A inteligência artificial entra em 2026 superando a fase de experimentos isolados para se tornar um componente estrutural das organizações. Com o fim do ciclo de “copilotos” puramente assistenciais, a nova fronteira tecnológica é a IA agêntica — sistemas capazes de tomar decisões e executar tarefas de forma independente. Para liderar esse movimento, a IBM anunciou o IBM Enterprise Advantage, um serviço de consultoria focado em transformar esses agentes autônomos em capacidade operacional real, garantindo segurança e integração ao core business.
A estratégia responde a um cenário de rápida evolução no mercado nacional. De acordo com o estudo “5 Tendências para 2026”, do IBM Institute for Business Value (IBV), 75% dos líderes brasileiros preveem que agentes de IA estarão operando de forma autônoma em tarefas críticas até o final deste ano. O lançamento da IBM visa eliminar o maior gargalo atual: a dificuldade de levar provas de conceito para a escala de produção sem comprometer a confiança ou a soberania tecnológica da empresa.

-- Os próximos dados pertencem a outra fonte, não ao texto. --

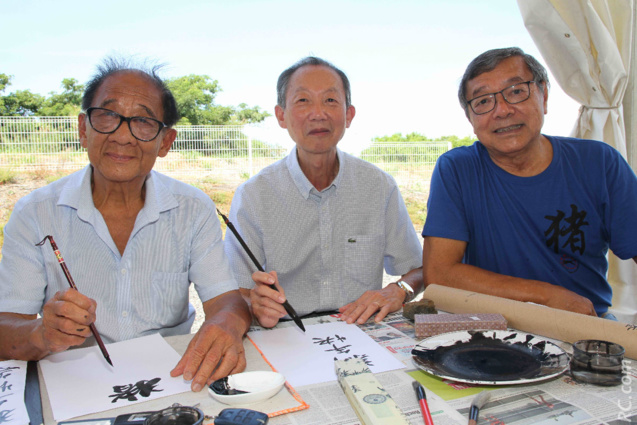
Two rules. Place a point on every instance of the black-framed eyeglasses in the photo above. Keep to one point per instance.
(106, 121)
(513, 94)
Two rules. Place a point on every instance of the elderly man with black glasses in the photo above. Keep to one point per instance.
(523, 215)
(133, 239)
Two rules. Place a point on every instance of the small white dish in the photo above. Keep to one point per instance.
(258, 386)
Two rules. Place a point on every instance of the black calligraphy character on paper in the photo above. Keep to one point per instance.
(576, 240)
(5, 372)
(329, 340)
(365, 358)
(339, 350)
(323, 341)
(5, 415)
(129, 392)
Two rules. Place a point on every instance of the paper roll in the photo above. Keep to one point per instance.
(536, 319)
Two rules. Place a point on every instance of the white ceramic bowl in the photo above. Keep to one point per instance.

Interoperabilidade e soberania no centro da estratégia
O diferencial do IBM Enterprise Advantage reside em sua natureza agnóstica. O serviço permite que as empresas construam plataformas internas conectadas a múltiplos ambientes, como AWS, Microsoft Azure, Google Cloud e IBM watsonx, além de modelos proprietários ou de código aberto. Essa abordagem evita o “lock-in” (dependência de um único fornecedor) e protege os investimentos já realizados em infraestrutura de nuvem.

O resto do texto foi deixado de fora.